The 90’s were an amazing time for arcade games. So many 2.5D beat em’ ups were released during that time — Final Fight, X-Men, The Simpsons, and and two installments from our half-shelled heroes, the Teenage Mutant Ninja Turtles. Games like these defined the genre and made way for modern beat em’ ups like Castle Crashers. When word was first leaked that Teenage Mutant Ninja Turtles: Turtles In Time was being remade in HD over at Ubisoft Singapore the teens of the 1990’s squealed like a teenage girl. But so many games from yesteryear feel dated when dusted off and fired up. Could Ubisoft’s HD remake, subtitled with Re-Shelled, stand the test of time? Find out after the jump.
Here’s what we liked:
It’s gorgeous – Turtles In Time Re-Shelled is nothing if not pretty. Animations are spot on to the original, with each 2D animation meticulously recreated in 3D. The turtles themselves have plenty of detail and are patterned after the 2003 TV series. Menus are slick and environments are bright.

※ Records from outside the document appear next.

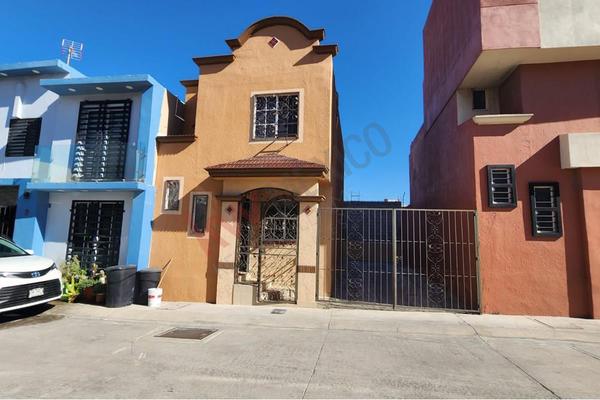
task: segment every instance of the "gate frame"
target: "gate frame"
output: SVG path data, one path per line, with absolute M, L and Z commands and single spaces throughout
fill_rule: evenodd
M 328 210 L 339 210 L 339 209 L 351 209 L 350 207 L 327 207 L 323 208 Z M 356 210 L 385 210 L 385 208 L 373 208 L 373 207 L 365 207 L 365 208 L 355 208 Z M 443 209 L 443 208 L 388 208 L 387 210 L 392 211 L 392 275 L 394 277 L 392 285 L 393 285 L 393 303 L 391 305 L 392 310 L 423 310 L 423 311 L 448 311 L 453 313 L 463 313 L 463 314 L 480 314 L 482 310 L 481 306 L 481 273 L 480 273 L 480 259 L 479 259 L 479 224 L 478 224 L 478 211 L 474 210 L 465 210 L 465 209 Z M 439 212 L 469 212 L 473 213 L 473 244 L 474 244 L 474 256 L 475 256 L 475 275 L 477 282 L 477 309 L 475 310 L 459 310 L 453 308 L 433 308 L 433 307 L 413 307 L 413 306 L 403 306 L 398 304 L 398 251 L 397 251 L 397 226 L 396 226 L 396 217 L 397 212 L 400 211 L 439 211 Z M 333 213 L 332 213 L 333 215 Z M 317 209 L 317 251 L 316 251 L 316 286 L 315 286 L 315 301 L 323 302 L 325 300 L 321 300 L 319 298 L 319 271 L 320 271 L 320 248 L 321 248 L 321 220 L 322 220 L 322 212 L 321 207 Z M 329 300 L 331 301 L 331 300 Z M 385 306 L 383 304 L 378 303 L 367 303 L 367 302 L 351 302 L 351 301 L 341 301 L 344 304 L 360 304 L 360 305 L 372 305 L 372 306 Z M 388 307 L 386 307 L 388 308 Z

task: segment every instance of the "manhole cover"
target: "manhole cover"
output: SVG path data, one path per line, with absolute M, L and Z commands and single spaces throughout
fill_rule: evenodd
M 172 339 L 193 339 L 202 340 L 207 336 L 215 333 L 216 329 L 200 329 L 200 328 L 173 328 L 163 332 L 156 337 L 165 337 Z
M 285 308 L 274 308 L 271 314 L 285 314 L 286 311 Z

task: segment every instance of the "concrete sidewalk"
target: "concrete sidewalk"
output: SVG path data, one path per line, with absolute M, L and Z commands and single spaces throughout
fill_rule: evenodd
M 217 332 L 155 337 L 173 327 Z M 600 396 L 592 320 L 58 303 L 0 340 L 2 397 Z

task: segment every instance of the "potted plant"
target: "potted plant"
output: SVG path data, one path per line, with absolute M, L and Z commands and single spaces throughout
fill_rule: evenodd
M 96 294 L 96 304 L 104 304 L 106 298 L 106 273 L 103 269 L 98 271 L 97 283 L 94 285 L 94 293 Z
M 96 302 L 96 293 L 94 293 L 94 286 L 96 285 L 96 281 L 94 280 L 94 278 L 86 276 L 82 279 L 79 279 L 79 281 L 75 285 L 79 291 L 79 301 L 82 301 L 84 303 Z
M 60 265 L 60 272 L 63 277 L 63 294 L 62 299 L 72 303 L 77 299 L 80 293 L 79 281 L 87 278 L 85 270 L 81 269 L 79 258 L 72 257 L 67 261 L 63 261 Z

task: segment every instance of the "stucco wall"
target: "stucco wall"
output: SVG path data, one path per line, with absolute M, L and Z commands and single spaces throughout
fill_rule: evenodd
M 422 128 L 411 144 L 412 207 L 475 207 L 473 140 L 457 131 L 456 102 L 453 96 L 431 129 Z
M 60 78 L 64 75 L 44 75 L 43 78 Z M 42 132 L 47 130 L 46 115 L 52 112 L 58 95 L 40 86 L 40 77 L 4 78 L 0 80 L 0 179 L 31 178 L 33 157 L 5 157 L 11 118 L 39 118 L 42 115 Z M 46 114 L 45 114 L 46 113 Z
M 559 135 L 600 129 L 599 71 L 598 61 L 520 66 L 501 88 L 501 108 L 533 113 L 529 123 L 457 126 L 456 114 L 445 110 L 412 144 L 412 206 L 479 210 L 483 312 L 597 315 L 591 304 L 600 286 L 589 281 L 598 269 L 597 246 L 588 254 L 586 243 L 600 237 L 594 227 L 585 230 L 585 221 L 600 220 L 598 187 L 590 183 L 598 171 L 585 170 L 586 187 L 579 170 L 561 169 Z M 487 207 L 490 164 L 516 166 L 516 208 Z M 528 184 L 540 181 L 560 185 L 560 238 L 532 236 Z
M 521 66 L 513 75 L 523 111 L 534 113 L 530 123 L 465 124 L 460 129 L 475 142 L 484 312 L 591 315 L 582 188 L 576 170 L 561 169 L 558 135 L 600 128 L 600 94 L 590 85 L 600 77 L 599 66 L 598 62 Z M 487 208 L 488 164 L 515 164 L 517 208 Z M 560 185 L 564 231 L 560 238 L 532 237 L 528 184 L 536 181 Z
M 48 218 L 44 235 L 44 256 L 51 258 L 58 265 L 65 260 L 67 241 L 69 239 L 69 223 L 73 200 L 122 200 L 124 201 L 123 227 L 121 230 L 121 247 L 119 263 L 125 264 L 127 258 L 127 238 L 129 236 L 129 219 L 131 214 L 131 193 L 123 192 L 71 192 L 50 193 Z
M 483 50 L 540 47 L 538 0 L 481 0 Z
M 539 0 L 541 45 L 544 48 L 600 45 L 600 2 Z
M 481 53 L 479 0 L 434 0 L 423 29 L 425 129 Z
M 273 36 L 280 42 L 271 48 L 267 43 Z M 160 144 L 158 149 L 151 264 L 162 266 L 172 259 L 163 283 L 165 300 L 214 302 L 216 298 L 221 207 L 215 196 L 222 193 L 223 183 L 211 179 L 205 167 L 261 151 L 279 151 L 331 167 L 333 63 L 330 55 L 312 51 L 315 44 L 289 26 L 264 28 L 234 51 L 232 63 L 203 66 L 198 88 L 188 89 L 185 129 L 188 133 L 193 129 L 198 138 L 191 144 Z M 286 91 L 301 93 L 299 140 L 251 142 L 252 95 Z M 195 114 L 190 105 L 195 105 Z M 167 176 L 185 178 L 180 215 L 161 213 L 162 182 Z M 276 182 L 265 178 L 257 186 L 273 187 Z M 330 186 L 323 186 L 324 192 L 316 187 L 315 194 L 332 197 Z M 190 193 L 196 191 L 211 196 L 209 227 L 204 235 L 190 237 Z
M 578 170 L 581 186 L 582 214 L 587 240 L 583 243 L 587 250 L 589 290 L 592 296 L 591 311 L 594 318 L 600 318 L 600 168 Z

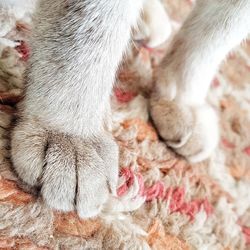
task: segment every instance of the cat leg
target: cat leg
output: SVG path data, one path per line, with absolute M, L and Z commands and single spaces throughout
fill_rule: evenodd
M 105 124 L 141 7 L 134 0 L 38 3 L 11 154 L 19 178 L 54 209 L 93 217 L 116 193 L 118 148 Z
M 249 31 L 248 0 L 198 0 L 156 73 L 152 119 L 166 144 L 190 161 L 217 146 L 218 119 L 206 96 L 221 61 Z

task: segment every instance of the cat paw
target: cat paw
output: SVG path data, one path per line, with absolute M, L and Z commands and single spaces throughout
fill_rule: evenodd
M 163 44 L 170 37 L 170 19 L 159 0 L 146 0 L 142 20 L 134 34 L 134 40 L 141 41 L 149 48 Z
M 116 194 L 118 148 L 105 133 L 84 139 L 20 121 L 12 132 L 11 155 L 19 178 L 38 188 L 53 209 L 90 218 Z
M 187 106 L 153 97 L 150 112 L 164 142 L 190 162 L 207 159 L 217 147 L 218 118 L 208 104 Z

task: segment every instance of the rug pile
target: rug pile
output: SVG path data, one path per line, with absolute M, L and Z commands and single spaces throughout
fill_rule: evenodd
M 194 3 L 163 3 L 176 32 Z M 208 100 L 220 117 L 221 143 L 193 165 L 159 140 L 148 115 L 154 68 L 168 43 L 130 49 L 111 97 L 118 197 L 85 221 L 51 211 L 17 185 L 9 132 L 25 87 L 31 18 L 0 10 L 0 23 L 0 249 L 250 249 L 250 41 L 214 78 Z

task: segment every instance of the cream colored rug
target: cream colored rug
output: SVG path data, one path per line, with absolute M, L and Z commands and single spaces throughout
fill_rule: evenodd
M 192 2 L 164 1 L 175 31 Z M 208 99 L 220 115 L 221 143 L 211 159 L 196 165 L 166 148 L 149 123 L 153 68 L 167 44 L 131 49 L 112 96 L 119 197 L 110 198 L 99 218 L 83 221 L 51 211 L 17 186 L 9 132 L 25 86 L 30 19 L 0 10 L 0 24 L 0 249 L 247 249 L 250 41 L 228 57 L 213 81 Z

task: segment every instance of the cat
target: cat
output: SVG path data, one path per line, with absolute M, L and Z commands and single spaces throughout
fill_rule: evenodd
M 110 94 L 140 12 L 156 31 L 167 20 L 160 6 L 159 0 L 38 3 L 11 158 L 19 178 L 40 188 L 50 207 L 90 218 L 116 195 L 118 148 L 106 129 Z M 163 35 L 151 32 L 146 43 L 165 40 L 169 27 L 162 26 Z M 219 64 L 249 29 L 249 0 L 197 0 L 157 69 L 152 120 L 162 140 L 192 162 L 217 146 L 218 119 L 206 95 Z

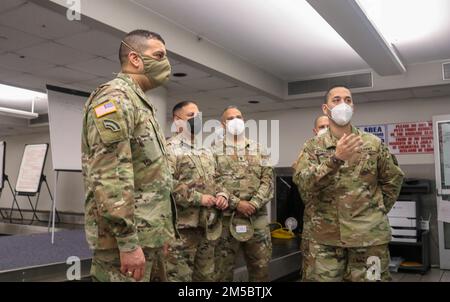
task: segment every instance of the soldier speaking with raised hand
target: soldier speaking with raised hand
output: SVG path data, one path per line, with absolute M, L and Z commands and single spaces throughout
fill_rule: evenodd
M 216 183 L 213 153 L 202 146 L 202 119 L 195 102 L 172 110 L 177 134 L 167 141 L 174 178 L 181 239 L 169 248 L 168 281 L 214 281 L 214 248 L 222 233 L 221 211 L 228 207 L 226 190 Z
M 122 72 L 91 94 L 83 113 L 91 275 L 94 281 L 165 280 L 176 212 L 166 141 L 144 92 L 166 83 L 171 67 L 164 40 L 146 30 L 127 34 L 119 57 Z
M 389 281 L 387 213 L 404 174 L 378 137 L 350 124 L 350 89 L 332 87 L 322 110 L 330 128 L 305 143 L 294 173 L 313 198 L 307 281 Z

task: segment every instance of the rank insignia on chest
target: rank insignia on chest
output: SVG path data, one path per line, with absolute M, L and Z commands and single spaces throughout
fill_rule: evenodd
M 106 103 L 103 103 L 101 105 L 98 105 L 95 107 L 95 115 L 97 118 L 101 118 L 105 115 L 108 115 L 110 113 L 114 113 L 117 111 L 116 106 L 114 105 L 113 101 L 108 101 Z

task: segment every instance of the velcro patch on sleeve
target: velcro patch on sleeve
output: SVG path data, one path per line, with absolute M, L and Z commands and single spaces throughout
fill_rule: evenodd
M 114 105 L 114 102 L 111 101 L 107 101 L 103 104 L 98 105 L 97 107 L 95 107 L 95 115 L 97 116 L 97 118 L 101 118 L 105 115 L 114 113 L 117 111 L 116 105 Z
M 118 132 L 121 130 L 119 123 L 109 119 L 103 120 L 103 126 L 105 126 L 106 129 L 111 130 L 112 132 Z

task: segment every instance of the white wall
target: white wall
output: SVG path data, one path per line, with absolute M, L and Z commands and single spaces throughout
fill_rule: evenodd
M 1 138 L 1 140 L 6 141 L 7 143 L 5 173 L 9 176 L 11 185 L 14 189 L 25 145 L 50 143 L 50 134 L 47 130 L 46 132 L 39 134 L 3 137 Z M 50 185 L 51 193 L 52 195 L 54 195 L 55 172 L 53 171 L 52 167 L 51 148 L 48 152 L 48 157 L 44 168 L 44 175 L 47 176 L 47 181 Z M 42 193 L 39 200 L 38 209 L 49 211 L 51 208 L 51 201 L 45 185 L 42 186 L 41 192 Z M 70 213 L 84 212 L 84 191 L 81 173 L 60 173 L 57 198 L 57 208 L 59 211 Z M 35 198 L 33 198 L 32 200 L 34 203 Z M 5 188 L 3 189 L 3 193 L 0 199 L 0 207 L 9 208 L 11 206 L 11 202 L 12 195 L 10 190 L 6 188 L 5 184 Z M 18 202 L 21 209 L 30 209 L 26 197 L 18 197 Z

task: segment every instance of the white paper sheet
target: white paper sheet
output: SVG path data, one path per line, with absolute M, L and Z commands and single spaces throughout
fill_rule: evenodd
M 450 223 L 450 201 L 441 200 L 439 202 L 438 220 Z

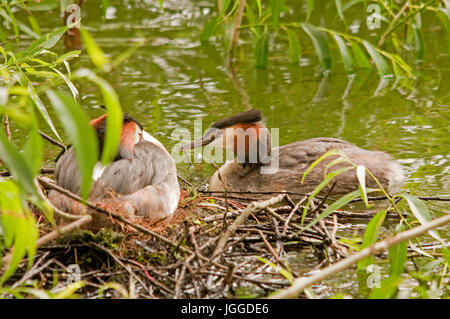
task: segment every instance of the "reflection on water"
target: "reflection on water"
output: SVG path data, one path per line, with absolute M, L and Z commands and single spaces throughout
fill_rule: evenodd
M 283 37 L 272 45 L 267 70 L 253 67 L 251 45 L 246 43 L 242 44 L 244 60 L 228 69 L 220 43 L 202 45 L 198 40 L 203 23 L 215 10 L 211 2 L 164 1 L 162 12 L 157 1 L 111 1 L 108 12 L 114 14 L 106 19 L 96 3 L 85 6 L 83 23 L 108 55 L 144 43 L 108 79 L 124 109 L 169 148 L 177 143 L 171 140 L 173 129 L 192 131 L 197 118 L 207 127 L 221 117 L 259 108 L 269 127 L 280 128 L 280 144 L 318 136 L 343 138 L 398 158 L 408 171 L 405 188 L 411 192 L 448 192 L 446 56 L 433 57 L 429 52 L 412 91 L 392 90 L 392 83 L 380 82 L 375 71 L 361 71 L 349 79 L 339 63 L 331 75 L 321 77 L 310 53 L 302 57 L 301 67 L 291 65 Z M 439 37 L 427 40 L 427 48 L 443 52 L 434 43 Z M 82 65 L 89 65 L 85 55 L 72 68 Z M 80 91 L 92 116 L 100 112 L 92 109 L 100 103 L 98 92 L 87 87 Z M 210 166 L 194 172 L 187 166 L 179 169 L 187 177 L 200 178 L 198 182 L 206 181 L 213 171 Z
M 165 0 L 164 11 L 158 1 L 109 4 L 105 19 L 97 2 L 85 2 L 82 23 L 111 57 L 143 43 L 105 78 L 118 91 L 124 110 L 168 149 L 178 142 L 171 138 L 175 128 L 192 132 L 198 118 L 206 128 L 221 117 L 258 108 L 269 128 L 280 128 L 281 145 L 339 137 L 398 158 L 409 175 L 406 190 L 423 195 L 449 193 L 450 63 L 448 56 L 434 53 L 445 52 L 441 36 L 425 37 L 426 63 L 418 66 L 420 77 L 413 90 L 392 89 L 393 83 L 380 82 L 376 71 L 359 71 L 349 79 L 339 62 L 329 76 L 322 77 L 306 37 L 301 38 L 305 52 L 301 66 L 289 63 L 287 40 L 274 35 L 277 40 L 272 43 L 267 70 L 253 67 L 252 40 L 242 41 L 243 60 L 228 69 L 220 39 L 211 44 L 199 41 L 204 22 L 216 10 L 214 1 Z M 304 12 L 302 5 L 292 5 L 288 19 Z M 332 15 L 333 10 L 328 11 Z M 335 18 L 315 14 L 314 23 Z M 349 24 L 357 25 L 358 19 Z M 49 14 L 47 27 L 58 23 L 60 18 Z M 243 34 L 250 39 L 246 31 Z M 72 62 L 72 69 L 86 65 L 90 62 L 83 53 Z M 86 83 L 79 91 L 92 117 L 102 113 L 96 88 Z M 197 185 L 214 171 L 209 164 L 178 168 Z

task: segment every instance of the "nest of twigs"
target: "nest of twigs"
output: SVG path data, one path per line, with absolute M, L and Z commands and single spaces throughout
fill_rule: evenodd
M 55 230 L 41 218 L 36 262 L 28 270 L 24 263 L 9 282 L 17 287 L 33 279 L 57 292 L 81 280 L 85 285 L 77 293 L 83 298 L 97 298 L 99 290 L 111 298 L 124 297 L 124 291 L 135 298 L 262 297 L 289 286 L 290 275 L 300 275 L 285 262 L 290 249 L 312 249 L 316 266 L 338 260 L 348 255 L 339 241 L 339 229 L 345 227 L 341 219 L 373 216 L 337 211 L 302 230 L 307 196 L 296 201 L 286 193 L 267 197 L 249 201 L 182 190 L 174 216 L 152 224 L 92 205 L 114 223 L 114 230 L 74 232 L 78 226 L 66 225 L 67 231 L 61 228 L 53 237 Z M 325 198 L 313 200 L 304 222 L 326 206 Z M 117 288 L 107 285 L 111 282 L 124 289 L 111 289 Z

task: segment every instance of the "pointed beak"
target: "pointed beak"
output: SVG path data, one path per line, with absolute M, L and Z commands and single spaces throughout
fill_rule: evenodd
M 209 143 L 211 143 L 212 141 L 214 141 L 213 138 L 209 137 L 209 138 L 205 138 L 205 137 L 201 137 L 199 139 L 196 139 L 186 145 L 183 145 L 180 150 L 182 151 L 186 151 L 186 150 L 190 150 L 192 148 L 196 148 L 199 146 L 204 146 L 204 145 L 208 145 Z
M 210 128 L 205 132 L 201 138 L 193 140 L 192 142 L 180 147 L 181 151 L 190 150 L 199 146 L 205 146 L 214 141 L 217 138 L 217 133 L 220 132 L 216 128 Z

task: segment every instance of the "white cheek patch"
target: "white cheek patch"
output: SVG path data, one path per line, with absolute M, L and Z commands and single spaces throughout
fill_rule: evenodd
M 135 131 L 134 131 L 134 144 L 137 144 L 141 141 L 142 139 L 142 130 L 138 127 Z
M 105 170 L 106 166 L 104 166 L 102 163 L 97 162 L 97 164 L 95 164 L 94 169 L 92 171 L 92 179 L 94 181 L 98 180 L 100 177 L 102 177 L 103 172 Z

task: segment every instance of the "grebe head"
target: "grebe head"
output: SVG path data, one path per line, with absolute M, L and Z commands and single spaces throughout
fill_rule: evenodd
M 106 132 L 106 117 L 103 114 L 93 119 L 89 124 L 95 129 L 98 137 L 100 155 L 103 150 Z M 120 136 L 120 146 L 117 153 L 118 158 L 130 158 L 133 155 L 134 145 L 143 140 L 142 125 L 131 115 L 123 113 L 122 133 Z
M 211 125 L 203 136 L 181 149 L 211 144 L 234 151 L 238 162 L 260 163 L 271 152 L 271 137 L 260 110 L 250 110 L 221 119 Z

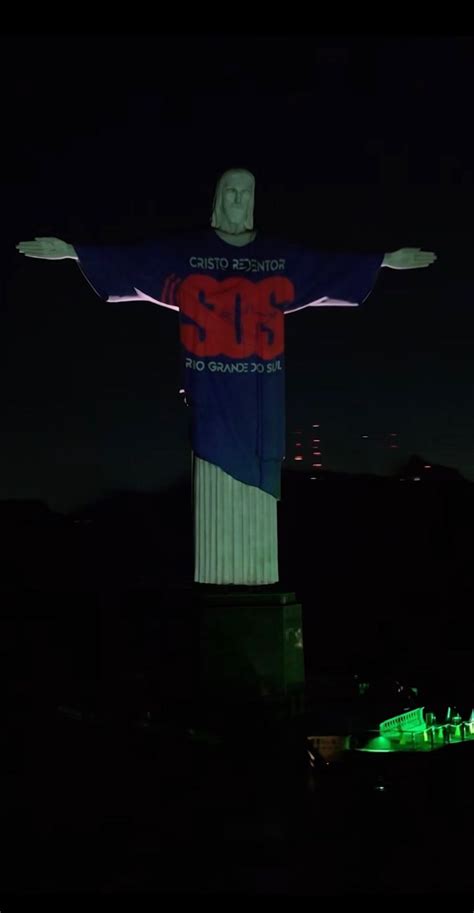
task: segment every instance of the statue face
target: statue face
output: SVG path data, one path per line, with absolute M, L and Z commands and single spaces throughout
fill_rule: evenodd
M 232 227 L 243 231 L 249 223 L 254 181 L 246 171 L 229 171 L 222 182 L 222 209 Z

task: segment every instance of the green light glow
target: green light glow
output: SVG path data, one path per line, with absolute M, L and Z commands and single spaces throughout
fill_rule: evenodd
M 359 751 L 378 751 L 378 752 L 388 752 L 396 751 L 396 748 L 390 744 L 389 740 L 384 738 L 383 735 L 376 736 L 374 739 L 369 739 L 367 745 L 364 748 L 359 748 Z
M 347 736 L 308 736 L 312 751 L 308 749 L 312 766 L 315 754 L 324 759 L 334 760 L 346 751 L 365 751 L 374 754 L 438 751 L 451 745 L 462 745 L 474 738 L 474 711 L 470 718 L 462 720 L 459 714 L 452 718 L 451 709 L 447 714 L 450 722 L 438 723 L 434 713 L 428 711 L 426 720 L 423 708 L 405 711 L 399 717 L 391 717 L 381 723 L 380 729 L 356 731 Z M 354 741 L 352 741 L 354 739 Z M 313 754 L 314 751 L 314 754 Z
M 433 751 L 447 745 L 459 745 L 470 741 L 472 731 L 472 717 L 463 722 L 458 713 L 453 716 L 451 707 L 446 714 L 447 723 L 437 723 L 434 714 L 427 713 L 427 720 L 423 717 L 423 707 L 409 710 L 398 717 L 391 717 L 380 724 L 380 735 L 369 737 L 363 747 L 357 751 L 367 752 L 406 752 L 406 751 Z M 427 722 L 428 721 L 428 722 Z

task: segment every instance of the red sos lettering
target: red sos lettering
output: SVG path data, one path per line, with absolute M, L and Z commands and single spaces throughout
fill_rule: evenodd
M 181 322 L 181 342 L 200 357 L 258 355 L 268 361 L 283 352 L 283 306 L 294 297 L 293 283 L 283 276 L 260 282 L 189 276 L 177 291 L 180 312 L 193 321 Z

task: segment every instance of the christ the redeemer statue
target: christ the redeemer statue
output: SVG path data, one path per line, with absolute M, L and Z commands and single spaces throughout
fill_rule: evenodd
M 285 452 L 285 318 L 306 307 L 357 307 L 378 271 L 430 266 L 419 248 L 330 253 L 261 237 L 255 180 L 217 182 L 211 227 L 144 244 L 36 238 L 27 257 L 77 260 L 105 301 L 150 301 L 179 313 L 193 454 L 194 580 L 278 582 L 277 502 Z

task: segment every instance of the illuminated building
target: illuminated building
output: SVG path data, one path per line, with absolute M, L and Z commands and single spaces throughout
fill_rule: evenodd
M 304 472 L 312 470 L 309 476 L 312 482 L 321 477 L 318 470 L 323 469 L 320 428 L 319 423 L 312 422 L 309 428 L 300 427 L 288 433 L 287 466 Z

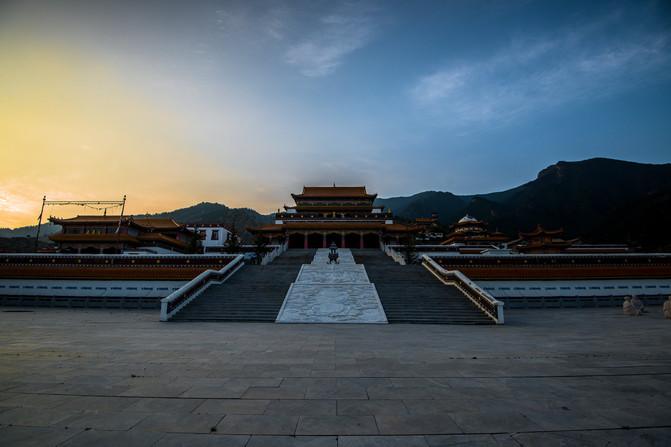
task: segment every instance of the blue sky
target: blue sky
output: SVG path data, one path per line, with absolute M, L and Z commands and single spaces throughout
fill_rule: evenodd
M 381 196 L 472 194 L 516 186 L 559 160 L 671 161 L 668 2 L 0 8 L 12 42 L 58 45 L 86 61 L 77 74 L 93 92 L 86 101 L 104 101 L 110 82 L 155 111 L 138 141 L 164 137 L 166 159 L 185 156 L 165 167 L 172 183 L 152 169 L 153 184 L 179 189 L 175 205 L 268 211 L 303 184 L 334 181 Z M 142 152 L 124 144 L 136 148 L 128 158 Z M 137 200 L 157 197 L 142 182 L 120 183 Z

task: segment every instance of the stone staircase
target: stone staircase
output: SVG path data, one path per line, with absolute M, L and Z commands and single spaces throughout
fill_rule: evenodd
M 171 321 L 274 322 L 289 285 L 315 250 L 288 250 L 268 265 L 245 265 L 222 284 L 210 285 Z
M 459 289 L 443 284 L 422 265 L 399 265 L 375 249 L 352 253 L 366 266 L 389 323 L 494 324 Z

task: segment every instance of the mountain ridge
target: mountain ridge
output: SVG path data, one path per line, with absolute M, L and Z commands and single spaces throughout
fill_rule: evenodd
M 671 163 L 637 163 L 610 158 L 559 161 L 540 170 L 535 179 L 514 188 L 484 194 L 456 195 L 422 191 L 410 196 L 376 199 L 401 219 L 439 214 L 448 226 L 465 214 L 485 220 L 509 236 L 537 224 L 563 228 L 569 237 L 587 242 L 620 242 L 671 248 Z M 273 221 L 273 214 L 251 208 L 229 208 L 216 202 L 155 214 L 180 223 L 222 223 L 246 228 Z M 35 227 L 0 229 L 0 237 L 30 236 Z M 43 234 L 57 231 L 44 228 Z
M 424 192 L 376 203 L 395 208 L 407 220 L 436 211 L 443 225 L 470 214 L 510 236 L 542 224 L 591 242 L 671 244 L 665 230 L 671 225 L 671 163 L 559 161 L 534 180 L 504 191 L 461 196 Z

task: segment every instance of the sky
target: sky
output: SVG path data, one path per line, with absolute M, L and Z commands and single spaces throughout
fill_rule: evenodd
M 0 227 L 671 162 L 666 1 L 0 0 Z M 49 208 L 70 216 L 82 209 Z

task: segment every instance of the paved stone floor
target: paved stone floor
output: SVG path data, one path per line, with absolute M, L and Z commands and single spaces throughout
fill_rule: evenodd
M 0 445 L 671 445 L 671 321 L 159 323 L 0 308 Z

Turtle team-up – It’s always a disappointment when an XBLA game excludes multiplayer. TMNT thankfully includes the classic four-player gameplay that made the original so popular. In addition to couch coop, Re-Shelled developers Ubisoft Singapore were kind enough to add online play. It’s smooth as butter, with no lag even on less powerful connections.
Multidirectional – Turtles can now attack in eight directions as opposed to the original which limited players to left and right attacks. This makes combat more fluid — players aren’t constantly trying to line up vertically with enemies to take them out. Instead they face and attack. It’s a subtle change, probably one that goes unnoticed by many, but something that does a little to give us 21st century gameplay.
Here’s what we didn’t like:
Press X to attack – Yes, it’s a remake of the arcade game. Still, players simply have to mash the X button to take out the foot soldiers. There are several buttons on the 360 controller, but only a few are used. Moving the special attack to one the right bumper would free the Y button for an alternate attack. The B button could have been mapped to grapple/throw. All three of these buttons could have been combined to allow for some basic combos to break up the monotony. Younger players or those looking for a classic experience could still limit themselves to the X button without any problems, and those looking for some actual depth would get it.
No unlockables? – For 800MSP one would expect some sort of extra incentive. There are plenty of characters from the TMNT franchise that could have been unlockable characters, such as Casey Jones. On that note, there are several versions of the turtles, so alternate skins from Mirage Comics, the 1989 Series, and/or the movies would have been welcome. Finally the ability to play the Super Nintendo layout with the extra levels would have provided something towards the steep price.
TMNT: Turtles In Time Re-Shelled isn’t a bad game, it’s just very overpriced. For 800MSP the amount of content provided is severely lacking. Some extras would have been a welcome addition, or perhaps a slightly lower price. Those looking for any depth in gameplay won’t find it here. Unfortunately we can’t recommend the game to most unless it goes on some sort of crazy sale, which it did last Black Friday for 160MSP (80% off). Those who loved the arcade game and want to replay it should give it a try, but nobody should drop any money at all, even if it goes on sale, without playing through the trial version first.